Private-equity firms may do more deals in the remainder of the year as they race to sell assets ahead of possible tax changes in the U.S., according to Jeffrey Raich, managing director and co-founder of Moelis & Co. The rate on carried interest, or the share of profits that fund executives earn as part of their compensation, is slated to rise to 20 percent in 2011 from 15 percent currently.

“You are seeing a lot of seller deals based on concerns about increases in capital-gains tax rates and potential legislation around carried interest have driven private-equity firms to sell portfolio companies this year,” Raich said. New York-based Moelis advised Connecticut-based buyout firm Littlejohn & Co. on the $890 million sale of Van Houtte Inc. coffee to Green Mountain Coffee Roasters Inc. this month.

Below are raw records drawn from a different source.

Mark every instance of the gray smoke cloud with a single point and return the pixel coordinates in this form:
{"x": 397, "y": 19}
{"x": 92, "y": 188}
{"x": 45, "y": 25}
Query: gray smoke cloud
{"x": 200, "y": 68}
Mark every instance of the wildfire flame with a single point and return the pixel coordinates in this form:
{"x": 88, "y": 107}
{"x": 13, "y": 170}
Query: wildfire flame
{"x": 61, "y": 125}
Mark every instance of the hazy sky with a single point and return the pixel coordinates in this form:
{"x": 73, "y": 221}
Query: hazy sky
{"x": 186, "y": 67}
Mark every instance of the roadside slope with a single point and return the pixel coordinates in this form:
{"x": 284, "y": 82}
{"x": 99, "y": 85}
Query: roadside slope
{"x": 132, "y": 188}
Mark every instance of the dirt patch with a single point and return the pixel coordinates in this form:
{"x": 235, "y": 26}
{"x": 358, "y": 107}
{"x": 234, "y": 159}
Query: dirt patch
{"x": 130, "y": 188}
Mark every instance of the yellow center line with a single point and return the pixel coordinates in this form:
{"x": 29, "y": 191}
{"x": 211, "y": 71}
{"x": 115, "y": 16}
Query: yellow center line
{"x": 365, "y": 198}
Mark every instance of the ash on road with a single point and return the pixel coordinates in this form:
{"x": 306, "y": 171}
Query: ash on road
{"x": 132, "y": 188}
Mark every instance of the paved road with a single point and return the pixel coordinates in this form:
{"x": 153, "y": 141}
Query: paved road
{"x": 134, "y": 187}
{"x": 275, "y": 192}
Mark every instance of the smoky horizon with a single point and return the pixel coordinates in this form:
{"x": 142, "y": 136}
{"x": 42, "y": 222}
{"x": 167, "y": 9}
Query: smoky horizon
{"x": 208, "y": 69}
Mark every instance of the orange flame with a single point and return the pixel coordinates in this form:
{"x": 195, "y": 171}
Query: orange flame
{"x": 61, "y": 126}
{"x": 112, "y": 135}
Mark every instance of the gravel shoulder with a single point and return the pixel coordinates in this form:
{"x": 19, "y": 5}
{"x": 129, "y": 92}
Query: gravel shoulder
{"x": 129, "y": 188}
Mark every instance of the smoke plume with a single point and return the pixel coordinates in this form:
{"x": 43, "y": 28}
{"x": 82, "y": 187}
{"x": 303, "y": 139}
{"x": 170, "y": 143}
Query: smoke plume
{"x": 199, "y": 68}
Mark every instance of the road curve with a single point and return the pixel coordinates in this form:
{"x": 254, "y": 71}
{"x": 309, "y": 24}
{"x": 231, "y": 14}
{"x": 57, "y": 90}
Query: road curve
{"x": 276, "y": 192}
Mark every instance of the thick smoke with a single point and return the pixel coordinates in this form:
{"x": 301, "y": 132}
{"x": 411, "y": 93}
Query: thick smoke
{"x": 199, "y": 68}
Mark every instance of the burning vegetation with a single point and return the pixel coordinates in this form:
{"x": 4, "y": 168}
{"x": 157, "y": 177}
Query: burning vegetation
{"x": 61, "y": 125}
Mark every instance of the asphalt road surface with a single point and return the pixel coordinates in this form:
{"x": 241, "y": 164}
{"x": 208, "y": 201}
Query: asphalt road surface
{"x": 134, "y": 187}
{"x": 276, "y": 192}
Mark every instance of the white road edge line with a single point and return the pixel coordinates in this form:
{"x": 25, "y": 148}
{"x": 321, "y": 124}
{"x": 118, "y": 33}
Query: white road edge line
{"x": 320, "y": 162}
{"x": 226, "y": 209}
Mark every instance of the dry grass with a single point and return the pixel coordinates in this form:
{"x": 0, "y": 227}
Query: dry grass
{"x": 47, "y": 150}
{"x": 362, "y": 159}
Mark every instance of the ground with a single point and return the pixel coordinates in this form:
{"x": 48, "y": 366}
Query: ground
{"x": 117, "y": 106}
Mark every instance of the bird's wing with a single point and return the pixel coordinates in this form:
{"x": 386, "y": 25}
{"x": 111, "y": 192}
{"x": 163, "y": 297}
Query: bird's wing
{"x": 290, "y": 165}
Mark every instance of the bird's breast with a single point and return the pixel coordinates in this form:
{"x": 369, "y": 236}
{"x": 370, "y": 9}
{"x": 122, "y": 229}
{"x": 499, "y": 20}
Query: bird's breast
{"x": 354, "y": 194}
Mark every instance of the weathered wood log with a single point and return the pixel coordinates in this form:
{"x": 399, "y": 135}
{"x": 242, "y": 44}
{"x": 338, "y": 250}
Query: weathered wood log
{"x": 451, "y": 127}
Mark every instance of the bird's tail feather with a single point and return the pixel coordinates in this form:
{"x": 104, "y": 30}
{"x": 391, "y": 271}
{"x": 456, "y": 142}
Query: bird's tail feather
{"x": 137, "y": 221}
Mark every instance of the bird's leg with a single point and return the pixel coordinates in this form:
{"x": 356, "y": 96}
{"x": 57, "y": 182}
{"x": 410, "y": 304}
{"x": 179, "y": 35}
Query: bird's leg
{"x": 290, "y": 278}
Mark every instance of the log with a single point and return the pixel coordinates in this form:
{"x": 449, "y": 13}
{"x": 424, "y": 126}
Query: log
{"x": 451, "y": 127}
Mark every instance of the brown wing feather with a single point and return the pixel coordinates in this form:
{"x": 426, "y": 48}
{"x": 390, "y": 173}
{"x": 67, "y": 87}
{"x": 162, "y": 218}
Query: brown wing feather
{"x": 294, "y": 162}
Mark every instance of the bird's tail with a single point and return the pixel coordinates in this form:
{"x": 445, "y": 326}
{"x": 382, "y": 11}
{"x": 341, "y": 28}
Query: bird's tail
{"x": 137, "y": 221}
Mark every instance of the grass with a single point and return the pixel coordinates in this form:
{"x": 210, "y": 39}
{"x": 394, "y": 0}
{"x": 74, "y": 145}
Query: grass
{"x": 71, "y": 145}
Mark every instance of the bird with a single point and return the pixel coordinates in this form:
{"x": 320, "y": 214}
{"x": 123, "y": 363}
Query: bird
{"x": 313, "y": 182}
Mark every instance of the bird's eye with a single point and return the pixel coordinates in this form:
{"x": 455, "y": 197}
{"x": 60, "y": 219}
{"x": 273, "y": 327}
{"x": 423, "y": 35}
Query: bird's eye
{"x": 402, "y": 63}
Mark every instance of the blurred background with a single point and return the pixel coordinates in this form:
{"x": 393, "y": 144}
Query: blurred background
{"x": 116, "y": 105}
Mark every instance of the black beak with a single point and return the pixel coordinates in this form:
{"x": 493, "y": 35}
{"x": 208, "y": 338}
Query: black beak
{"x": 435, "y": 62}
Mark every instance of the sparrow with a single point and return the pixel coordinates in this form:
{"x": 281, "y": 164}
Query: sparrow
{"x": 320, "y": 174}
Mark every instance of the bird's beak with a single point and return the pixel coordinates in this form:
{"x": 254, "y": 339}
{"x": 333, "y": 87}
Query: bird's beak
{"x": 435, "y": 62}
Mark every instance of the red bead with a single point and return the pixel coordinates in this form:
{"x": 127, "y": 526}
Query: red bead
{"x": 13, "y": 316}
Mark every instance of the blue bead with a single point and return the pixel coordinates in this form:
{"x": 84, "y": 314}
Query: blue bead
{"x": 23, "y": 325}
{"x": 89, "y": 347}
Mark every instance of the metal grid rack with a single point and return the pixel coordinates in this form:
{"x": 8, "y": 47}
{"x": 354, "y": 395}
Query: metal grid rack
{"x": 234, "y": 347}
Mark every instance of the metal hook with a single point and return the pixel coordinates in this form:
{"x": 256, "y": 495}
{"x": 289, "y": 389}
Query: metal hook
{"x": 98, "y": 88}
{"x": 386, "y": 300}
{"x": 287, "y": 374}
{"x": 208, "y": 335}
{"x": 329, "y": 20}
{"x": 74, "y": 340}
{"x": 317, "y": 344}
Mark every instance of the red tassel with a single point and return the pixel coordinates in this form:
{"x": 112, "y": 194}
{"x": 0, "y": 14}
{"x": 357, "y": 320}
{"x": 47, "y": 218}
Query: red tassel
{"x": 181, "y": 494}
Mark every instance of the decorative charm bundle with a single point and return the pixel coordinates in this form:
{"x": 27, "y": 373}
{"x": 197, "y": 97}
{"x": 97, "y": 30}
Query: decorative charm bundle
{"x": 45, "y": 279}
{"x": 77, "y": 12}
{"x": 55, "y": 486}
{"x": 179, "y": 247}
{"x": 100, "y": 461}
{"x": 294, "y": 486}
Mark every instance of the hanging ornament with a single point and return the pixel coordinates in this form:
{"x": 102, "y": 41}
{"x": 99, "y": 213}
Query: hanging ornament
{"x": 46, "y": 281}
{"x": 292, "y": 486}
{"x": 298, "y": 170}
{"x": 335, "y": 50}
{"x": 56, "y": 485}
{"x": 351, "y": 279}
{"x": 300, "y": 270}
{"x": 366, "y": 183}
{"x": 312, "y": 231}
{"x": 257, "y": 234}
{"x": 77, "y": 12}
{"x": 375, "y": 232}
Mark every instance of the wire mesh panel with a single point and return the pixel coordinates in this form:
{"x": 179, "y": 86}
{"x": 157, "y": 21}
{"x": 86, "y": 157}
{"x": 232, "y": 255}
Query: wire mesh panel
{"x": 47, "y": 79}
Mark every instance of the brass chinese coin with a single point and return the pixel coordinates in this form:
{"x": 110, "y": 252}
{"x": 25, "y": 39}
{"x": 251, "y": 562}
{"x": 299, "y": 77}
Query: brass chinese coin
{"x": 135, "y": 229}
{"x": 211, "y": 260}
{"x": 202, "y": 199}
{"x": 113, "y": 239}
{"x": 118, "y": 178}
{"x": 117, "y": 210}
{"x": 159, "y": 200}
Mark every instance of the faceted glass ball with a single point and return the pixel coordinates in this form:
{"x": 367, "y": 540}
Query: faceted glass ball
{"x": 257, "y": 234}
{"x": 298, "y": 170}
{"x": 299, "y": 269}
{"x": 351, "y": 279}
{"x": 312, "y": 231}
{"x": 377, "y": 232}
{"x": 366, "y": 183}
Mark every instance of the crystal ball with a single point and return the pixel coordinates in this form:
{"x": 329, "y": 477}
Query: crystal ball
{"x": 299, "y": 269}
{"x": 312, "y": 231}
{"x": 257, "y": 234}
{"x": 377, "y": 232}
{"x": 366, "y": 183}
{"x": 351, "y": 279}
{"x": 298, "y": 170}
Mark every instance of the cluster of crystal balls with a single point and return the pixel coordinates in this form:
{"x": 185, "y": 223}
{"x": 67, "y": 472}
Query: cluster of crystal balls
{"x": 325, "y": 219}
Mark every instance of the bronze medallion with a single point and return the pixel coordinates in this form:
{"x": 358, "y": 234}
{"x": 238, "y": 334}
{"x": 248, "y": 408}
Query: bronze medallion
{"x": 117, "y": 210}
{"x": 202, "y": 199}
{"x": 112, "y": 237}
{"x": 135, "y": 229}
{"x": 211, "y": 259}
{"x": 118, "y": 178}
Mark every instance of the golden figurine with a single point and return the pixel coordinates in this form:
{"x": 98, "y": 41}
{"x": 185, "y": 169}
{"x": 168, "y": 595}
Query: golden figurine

Blackstone Group LP, the world’s biggest private-equity firm, said Sept. 23 that a $10 billion buyout is possible as banks are more willing to lend.

Failed Deals

To be sure, volatile markets and the outlook for earnings in certain industries are making some deals hard to get done. At least one buyout failed to materialize when talks ended between disk-drive maker Seagate Technology Plc and private-equity firms TPG Capital and Silver Lake for a $7 billion deal, people with knowledge of the discussions said last week.

P&G dropped a plan to merge its Pringles unit with Diamond Foods Inc. in August, people with knowledge of the talks said this month. Confidence among U.S. consumers in September fell to the lowest level in seven months as Americans became more pessimistic about the labor market, according to Sept. 28 figures from the Conference Board.

“I’m the most positive I’ve been since the beginning of the year, but I don’t think we are about to experience a new M&A boom,” said Giuseppe Monarchi, head of Europe, Middle East and Africa M&A for Credit Suisse Group AG.

‘Significant Confidence’

Mergers and acquisitions will be the most robust in the financial-services, technology and natural resources industries, said Peter Weinberg, partner and co-founder of Perella Weinberg Partners in New York. He said improved confidence at the start of the year has been the impetus for activity now because of the typical six- to nine-month lag time to arrange a deal.

“People had significant confidence in the equity markets, the financing markets or their own strategic aspirations,” said Weinberg.

The S&P 500 Index rallied 80 percent from its bear market low in March 2009 through April 23 of this year, data compiled by Bloomberg show. The benchmark gauge for U.S. equities then retreated 16 percent through July 2 and has since rebounded 12 percent.

Goldman Sachs Group Inc. is the top takeover adviser this year with $325.9 billion of deals and was followed by Morgan Stanley, which has $301.6 billion, according to Bloomberg data. New York-based JPMorgan Chase & Co., which is advising BHP on its Potash Corp. bid, ranked third with $263.1 billion in deals. Credit Suisse and Bank of America ranked fourth and fifth, the data show.

“We are cautiously optimistic about next year,” said Hernan Cristerna, JPMorgan’s head of European M&A in London. “Conditions are in place for 2011 to be better than 2010 in terms of volumes.”